Media Sosial Ubah Seseorang Jadi Garang dan Hobi Menyerang?

Psikolog ungkap pembenci bisa memakai nama samaran di media sosial dan dia seperti berada dalam kerumunan.

oleh Doddy Irawan diperbarui 31 Jan 2018, 07:30 WIB
Diterbitkan 31 Jan 2018, 07:30 WIB
7 Alasan Kenapa Netizen Gampang Baper di Medsos
Ilustrasi media sosial

Liputan6.com, Jakarta Banyak orang yang karakter aslinya pendiam dan berkepribadian tertutup di dunia nyata. Namun siapa yang menyangka ketika  berselancar di media sosial, mereka berubah jadi garang dan suka menyerang. 

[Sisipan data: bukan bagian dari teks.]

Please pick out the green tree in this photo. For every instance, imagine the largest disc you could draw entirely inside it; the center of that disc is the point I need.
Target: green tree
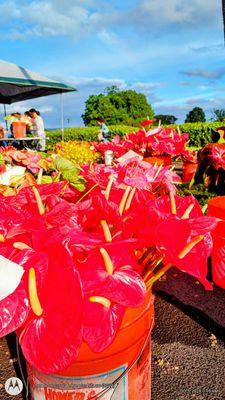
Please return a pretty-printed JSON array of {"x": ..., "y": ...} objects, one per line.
[
  {"x": 166, "y": 119},
  {"x": 117, "y": 107},
  {"x": 219, "y": 114},
  {"x": 196, "y": 115}
]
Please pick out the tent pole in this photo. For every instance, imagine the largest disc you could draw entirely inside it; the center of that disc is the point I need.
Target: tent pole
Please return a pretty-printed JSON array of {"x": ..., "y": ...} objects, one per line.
[
  {"x": 6, "y": 123},
  {"x": 62, "y": 115}
]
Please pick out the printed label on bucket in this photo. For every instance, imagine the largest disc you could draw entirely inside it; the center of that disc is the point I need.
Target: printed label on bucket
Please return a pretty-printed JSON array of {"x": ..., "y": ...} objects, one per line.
[{"x": 49, "y": 387}]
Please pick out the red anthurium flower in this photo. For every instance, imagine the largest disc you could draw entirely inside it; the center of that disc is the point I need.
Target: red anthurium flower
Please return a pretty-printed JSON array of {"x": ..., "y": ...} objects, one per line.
[
  {"x": 171, "y": 246},
  {"x": 26, "y": 196},
  {"x": 97, "y": 208},
  {"x": 148, "y": 122},
  {"x": 218, "y": 262},
  {"x": 15, "y": 308},
  {"x": 101, "y": 322},
  {"x": 51, "y": 338},
  {"x": 114, "y": 275},
  {"x": 97, "y": 174},
  {"x": 60, "y": 213},
  {"x": 15, "y": 221}
]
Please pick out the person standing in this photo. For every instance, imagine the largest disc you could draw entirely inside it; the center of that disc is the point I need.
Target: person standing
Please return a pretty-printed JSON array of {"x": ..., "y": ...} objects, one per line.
[
  {"x": 104, "y": 133},
  {"x": 38, "y": 127}
]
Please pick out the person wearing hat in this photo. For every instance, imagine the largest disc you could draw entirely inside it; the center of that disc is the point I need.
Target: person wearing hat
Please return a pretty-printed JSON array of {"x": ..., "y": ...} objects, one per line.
[
  {"x": 218, "y": 136},
  {"x": 38, "y": 127}
]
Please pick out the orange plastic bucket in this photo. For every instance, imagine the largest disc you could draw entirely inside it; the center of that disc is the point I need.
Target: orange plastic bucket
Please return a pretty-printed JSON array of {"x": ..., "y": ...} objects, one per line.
[
  {"x": 159, "y": 160},
  {"x": 19, "y": 129},
  {"x": 122, "y": 371},
  {"x": 189, "y": 170},
  {"x": 216, "y": 208}
]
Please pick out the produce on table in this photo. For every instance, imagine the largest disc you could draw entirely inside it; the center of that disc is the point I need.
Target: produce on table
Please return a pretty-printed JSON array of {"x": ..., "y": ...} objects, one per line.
[
  {"x": 40, "y": 168},
  {"x": 77, "y": 152},
  {"x": 211, "y": 170},
  {"x": 88, "y": 256},
  {"x": 156, "y": 142}
]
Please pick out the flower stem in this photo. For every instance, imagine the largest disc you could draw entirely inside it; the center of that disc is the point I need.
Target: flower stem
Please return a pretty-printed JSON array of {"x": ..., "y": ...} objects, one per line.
[
  {"x": 173, "y": 204},
  {"x": 33, "y": 296},
  {"x": 108, "y": 187},
  {"x": 39, "y": 201},
  {"x": 158, "y": 275},
  {"x": 90, "y": 190},
  {"x": 130, "y": 198},
  {"x": 107, "y": 261},
  {"x": 187, "y": 212},
  {"x": 124, "y": 199},
  {"x": 106, "y": 231}
]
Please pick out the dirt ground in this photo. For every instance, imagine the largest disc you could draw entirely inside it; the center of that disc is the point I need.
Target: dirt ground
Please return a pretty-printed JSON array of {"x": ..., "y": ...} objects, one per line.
[{"x": 188, "y": 351}]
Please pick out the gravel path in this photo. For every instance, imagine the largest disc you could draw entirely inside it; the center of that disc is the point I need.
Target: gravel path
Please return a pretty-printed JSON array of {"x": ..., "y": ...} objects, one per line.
[
  {"x": 188, "y": 361},
  {"x": 188, "y": 352}
]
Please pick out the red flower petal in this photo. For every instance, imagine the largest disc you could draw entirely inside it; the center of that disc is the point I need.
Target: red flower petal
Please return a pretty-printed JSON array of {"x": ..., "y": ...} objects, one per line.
[
  {"x": 51, "y": 342},
  {"x": 100, "y": 333}
]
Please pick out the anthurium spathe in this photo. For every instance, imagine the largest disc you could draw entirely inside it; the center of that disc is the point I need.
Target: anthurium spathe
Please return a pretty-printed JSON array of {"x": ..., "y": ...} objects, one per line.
[
  {"x": 101, "y": 322},
  {"x": 50, "y": 340},
  {"x": 171, "y": 247},
  {"x": 14, "y": 309},
  {"x": 114, "y": 275}
]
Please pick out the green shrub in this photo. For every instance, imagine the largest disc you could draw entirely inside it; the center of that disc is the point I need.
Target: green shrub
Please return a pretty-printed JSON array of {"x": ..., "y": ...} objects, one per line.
[
  {"x": 200, "y": 133},
  {"x": 88, "y": 134},
  {"x": 199, "y": 191}
]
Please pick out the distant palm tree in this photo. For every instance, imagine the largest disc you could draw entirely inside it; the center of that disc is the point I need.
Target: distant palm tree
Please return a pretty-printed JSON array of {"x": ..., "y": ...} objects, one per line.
[{"x": 223, "y": 8}]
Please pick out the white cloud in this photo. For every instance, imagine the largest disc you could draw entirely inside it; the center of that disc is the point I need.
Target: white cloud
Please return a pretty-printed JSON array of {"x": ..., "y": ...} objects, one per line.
[
  {"x": 179, "y": 12},
  {"x": 75, "y": 18},
  {"x": 206, "y": 73}
]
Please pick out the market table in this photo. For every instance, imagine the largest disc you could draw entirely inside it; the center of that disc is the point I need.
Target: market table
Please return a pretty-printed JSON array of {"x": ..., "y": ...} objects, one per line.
[{"x": 26, "y": 139}]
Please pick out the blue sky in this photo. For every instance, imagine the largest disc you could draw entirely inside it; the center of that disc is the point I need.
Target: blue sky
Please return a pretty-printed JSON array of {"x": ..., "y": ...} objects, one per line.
[{"x": 170, "y": 50}]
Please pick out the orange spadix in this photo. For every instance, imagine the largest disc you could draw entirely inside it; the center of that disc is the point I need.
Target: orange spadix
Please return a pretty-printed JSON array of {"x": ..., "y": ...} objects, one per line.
[
  {"x": 187, "y": 212},
  {"x": 33, "y": 295},
  {"x": 173, "y": 204},
  {"x": 130, "y": 198},
  {"x": 190, "y": 246},
  {"x": 101, "y": 300},
  {"x": 107, "y": 261},
  {"x": 21, "y": 246},
  {"x": 108, "y": 188},
  {"x": 40, "y": 204},
  {"x": 124, "y": 199},
  {"x": 106, "y": 230}
]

Media sosial sejatinya bisa dimanfaatkan untuk berbagi pengalaman, sarana berpendapat, dan menyampaikan ide. Namun belakangan ini media sosial justru menumbuhkan perilaku penindas dan berkumpulnya pelaku ujaran kebencian. 

Sampai begitu parahkah fungsi media sosial sehingga menstimulus maraknya hoaks, pesan provokatif, dan sikap merendahkan orang di media sosial. 

Psikolog klinis Dr. M.M. Nilam Widyarini, M.Si menyatakan media sosial perlahan mengalami pergeseran fungsi. Keberanian orang untuk mem-bully dan nyinyir karena tidak terjadinya komunikasi secara tatap muka.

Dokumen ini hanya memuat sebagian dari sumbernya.